Why you should be worried about supply chain attacks?

Attacks on the supply chain are becoming increasingly more common over the past year. How do these attacks impact organizations and yourself? Supply chains are just as vulnerable to attacks as other companies and organizations. Like many organizations, people are the most common way for attackers to gain access, so employees need to remain mindful of email attachments from unknown sources and remain careful regarding whom they share their credentials. Now hackers are also making their way into devices and networks by attacking software and hardware specifically related to supply chains.

A supply chain attack consists of a cyberattack that targets companies through the vulnerabilities in their supply chain. The supply chain attack is not limited to a specific industry and has been known to target any vulnerable sector, government, financial, or energy sectors. These vulnerable sectors generally use a third-party vendor with inadequate security practices. A cyber attack on a third-party vendor is a more likely attack vector due to the vendors requiring access to crucial data to integrate with an organization’s internal systems. Simply, if the vendor is compromised, then there is a shared chunk of data from the organization that has now become compromised.
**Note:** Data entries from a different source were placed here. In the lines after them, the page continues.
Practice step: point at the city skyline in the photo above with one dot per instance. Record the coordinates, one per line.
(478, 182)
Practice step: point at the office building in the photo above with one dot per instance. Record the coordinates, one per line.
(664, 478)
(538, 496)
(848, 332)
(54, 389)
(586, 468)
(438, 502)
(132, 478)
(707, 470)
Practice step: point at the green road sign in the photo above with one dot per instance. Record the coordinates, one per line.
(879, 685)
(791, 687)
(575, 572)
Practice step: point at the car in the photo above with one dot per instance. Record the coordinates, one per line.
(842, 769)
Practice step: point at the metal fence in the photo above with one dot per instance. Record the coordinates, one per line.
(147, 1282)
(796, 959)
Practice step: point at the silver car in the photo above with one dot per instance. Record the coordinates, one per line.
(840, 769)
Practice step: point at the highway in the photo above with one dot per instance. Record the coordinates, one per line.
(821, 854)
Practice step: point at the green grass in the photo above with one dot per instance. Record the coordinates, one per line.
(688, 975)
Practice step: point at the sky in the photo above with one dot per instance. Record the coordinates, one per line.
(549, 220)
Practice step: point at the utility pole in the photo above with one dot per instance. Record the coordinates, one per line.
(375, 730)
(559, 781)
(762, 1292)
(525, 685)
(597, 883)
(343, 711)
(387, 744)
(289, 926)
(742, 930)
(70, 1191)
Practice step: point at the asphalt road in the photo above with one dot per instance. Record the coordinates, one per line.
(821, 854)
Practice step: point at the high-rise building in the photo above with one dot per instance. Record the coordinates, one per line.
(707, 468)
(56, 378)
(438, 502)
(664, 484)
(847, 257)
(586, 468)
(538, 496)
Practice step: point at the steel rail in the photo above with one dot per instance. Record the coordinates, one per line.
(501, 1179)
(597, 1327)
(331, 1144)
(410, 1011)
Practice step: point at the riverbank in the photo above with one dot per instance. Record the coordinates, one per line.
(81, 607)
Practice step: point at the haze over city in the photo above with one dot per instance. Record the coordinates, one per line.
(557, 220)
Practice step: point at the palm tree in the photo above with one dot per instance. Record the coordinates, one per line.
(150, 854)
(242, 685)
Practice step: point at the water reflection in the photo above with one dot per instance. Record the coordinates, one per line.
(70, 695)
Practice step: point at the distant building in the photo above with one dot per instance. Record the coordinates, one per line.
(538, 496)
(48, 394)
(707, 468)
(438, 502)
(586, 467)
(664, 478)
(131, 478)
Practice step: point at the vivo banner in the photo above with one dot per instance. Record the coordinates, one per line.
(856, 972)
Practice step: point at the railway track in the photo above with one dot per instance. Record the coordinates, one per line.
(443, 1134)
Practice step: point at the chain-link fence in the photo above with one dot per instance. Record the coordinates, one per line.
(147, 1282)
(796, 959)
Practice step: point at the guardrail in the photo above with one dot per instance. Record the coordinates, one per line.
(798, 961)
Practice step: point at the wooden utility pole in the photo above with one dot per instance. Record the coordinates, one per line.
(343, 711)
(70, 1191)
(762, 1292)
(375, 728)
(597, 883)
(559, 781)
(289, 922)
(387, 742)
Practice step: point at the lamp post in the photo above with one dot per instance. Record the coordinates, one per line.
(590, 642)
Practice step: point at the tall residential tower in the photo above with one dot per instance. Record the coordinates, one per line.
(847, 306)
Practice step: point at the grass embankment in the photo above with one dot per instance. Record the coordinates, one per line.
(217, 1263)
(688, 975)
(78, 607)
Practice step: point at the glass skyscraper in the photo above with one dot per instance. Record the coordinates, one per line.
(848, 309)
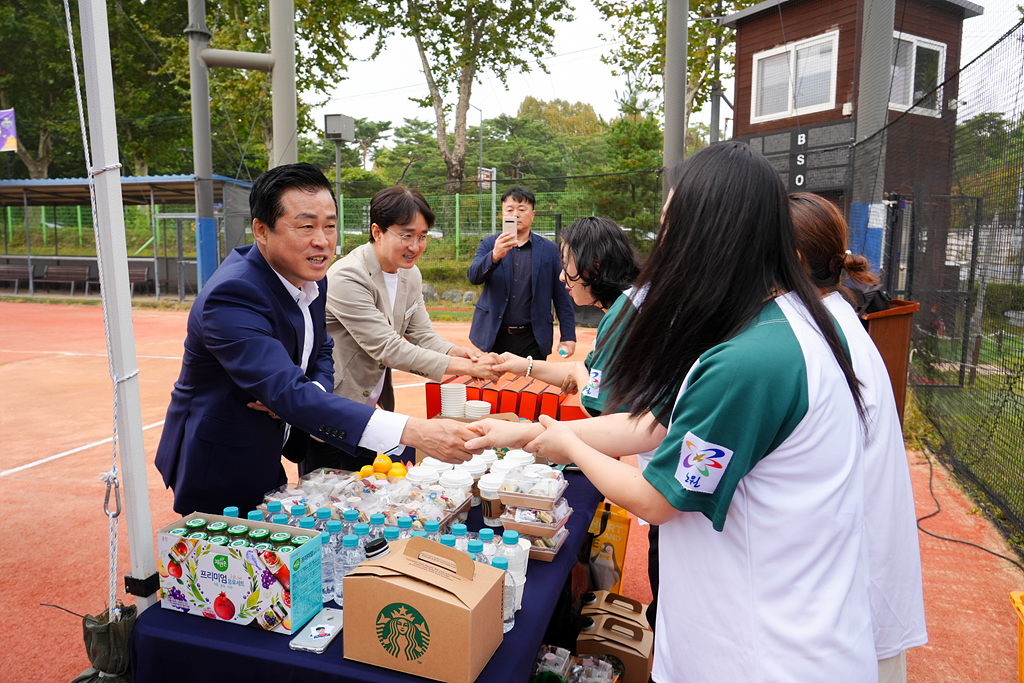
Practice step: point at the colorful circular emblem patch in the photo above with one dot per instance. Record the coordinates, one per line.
(402, 632)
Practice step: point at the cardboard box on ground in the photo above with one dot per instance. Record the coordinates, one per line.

As vendors typically service several clients, a single supply chain attack can often result in multiple organizations suffering.

By compromising a single vendor or supplier, the attacker can turn any application, software, and physical equipment into trojan horses and release it into the vendor’s distribution system. From there they can create a launchpad into the networks of the supplier’s customers, which could be easily run into the hundreds or even thousands of clients.

Types of supply chain attacks

Software supply chain attacks often target either the source code, build process of the vendor software, or any update mechanisms. The following are the most common vectors that can be used to compromise a victim with:

  • Application installers
  • Third-party software updates
  • Malware installed on connected devices such as cameras, smartphones, external hard drives, etc.

Who are vulnerable to supply chain attacks?

Like what was previously stated, the supply chain attack is not limited to any industry or sector. Any company that produces software or hardware for other companies is a prospective target. Nations-backed actors can have deep resources and the requisite skills to infiltrate even the most well-secured organizations. Even security vendors are not free from being targeted by these attacks.

What can we do?

What can you, as an organization do? There are regulatory frameworks like for those in the healthcare or financial sectors offer. These frameworks provide third-party risk testing and standards that vendors would need to follow. For example, within Payment Card Industry (PCI), there is a software quality assurance (SQA) element to test the standard of the mobile payment section.  There are also some common general frameworks like Capability Maturity Model (CMM), Common Criteria, System and Organization Controls (SOC), and International Organization for Standardization (ISO) 9001. The possible solution to supply chain attacks may not be as much of a technological but rather an organizational solution. Government agencies and companies need to be cautious when selecting their software and hardware suppliers, evaluating them, and holding them to a certain criterion. Organizations, concerning cybersecurity, should seek to control and limit their supply chains to establish reliability.

One thing that organizations should not do is stop deploying patches. Even now, supply chain attacks are rarer than attacks against known vulnerabilities. The risk of a security update or an unpatched vulnerability that has not been executed thoroughly, to a great extent exceeds the risk of the attack. Instead of delaying patches, organizations must ask their third-party suppliers what kind of procedure they have in place to guard their software from unforeseen attacks. Organizations need to examine their software vendors, especially those with software that has high-level access to company data.